I went over on my right foot and there was too much pressure on it so it was strained and was almost a tear, apparently,” Brathwaite said.
“I heard something pop. I don’t know if that was in my mind or if my body was saying something is wrong, but I did not want to move cause I did not have a clue where it was or what it was until I actually lay down and the blood started to settle and I felt it in my knee.”
Brathwaite immediately left the field in disappointment. He recently got an MRI done and the results from Dr Jerry Thorne were encouraging.
“He said there are no tears in the ligament as was predicted and it was a strain.
“I can move forward with strength and cardio work as I would had I not had the injury,” he told NATIONSPORT yesterday.
“So it’s just a matter of getting it stronger and feeling confident within myself to bowl hard and land hard, each and every ball,” Brathwaite revealed.
But the period of relative inactivity has been frustrating for the player who made his One-day International and T20 debuts for the West Indies against Bangladesh last October.

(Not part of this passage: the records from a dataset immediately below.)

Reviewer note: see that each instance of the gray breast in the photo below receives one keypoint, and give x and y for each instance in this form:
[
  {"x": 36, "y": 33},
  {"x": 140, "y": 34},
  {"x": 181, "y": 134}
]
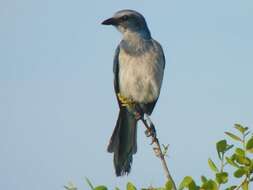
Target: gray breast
[{"x": 140, "y": 76}]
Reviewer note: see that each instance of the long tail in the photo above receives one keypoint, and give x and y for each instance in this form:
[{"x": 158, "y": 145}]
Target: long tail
[{"x": 123, "y": 142}]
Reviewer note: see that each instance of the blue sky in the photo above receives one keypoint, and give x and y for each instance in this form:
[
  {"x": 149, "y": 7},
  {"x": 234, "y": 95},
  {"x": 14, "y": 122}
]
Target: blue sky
[{"x": 58, "y": 107}]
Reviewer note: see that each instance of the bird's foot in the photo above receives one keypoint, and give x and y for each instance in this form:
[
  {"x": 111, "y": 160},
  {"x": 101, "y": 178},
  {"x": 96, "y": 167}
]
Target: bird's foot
[
  {"x": 151, "y": 132},
  {"x": 126, "y": 102}
]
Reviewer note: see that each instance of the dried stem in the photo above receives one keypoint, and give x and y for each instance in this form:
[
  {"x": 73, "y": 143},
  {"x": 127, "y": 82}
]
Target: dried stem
[{"x": 157, "y": 149}]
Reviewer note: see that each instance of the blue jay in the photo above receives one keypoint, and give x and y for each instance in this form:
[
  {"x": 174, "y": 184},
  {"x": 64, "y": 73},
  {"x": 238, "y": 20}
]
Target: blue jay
[{"x": 138, "y": 73}]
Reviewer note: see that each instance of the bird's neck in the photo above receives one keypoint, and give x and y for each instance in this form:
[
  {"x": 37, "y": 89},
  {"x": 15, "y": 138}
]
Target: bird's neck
[{"x": 135, "y": 42}]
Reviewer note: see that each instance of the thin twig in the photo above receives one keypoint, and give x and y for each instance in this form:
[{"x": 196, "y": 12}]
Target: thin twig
[{"x": 157, "y": 150}]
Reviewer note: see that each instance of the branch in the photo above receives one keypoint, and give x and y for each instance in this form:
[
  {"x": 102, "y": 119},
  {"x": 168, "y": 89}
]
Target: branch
[{"x": 157, "y": 148}]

“It’s frustrating. I went through a couple spells of depression just watching cricket.
“Every international series since then I’ve probably watched every ball. I could hardly sleep just waiting to get back on the park,” he said.
“I tried leaving home with my bat and gloves to get a few one-on-one ‘throw downs’ or whatever the case may be but then my Dad banned me from leaving home with my cricket gear.”
Brathwaite has, however, been able to mix his regular trips to physiotherapy with light training.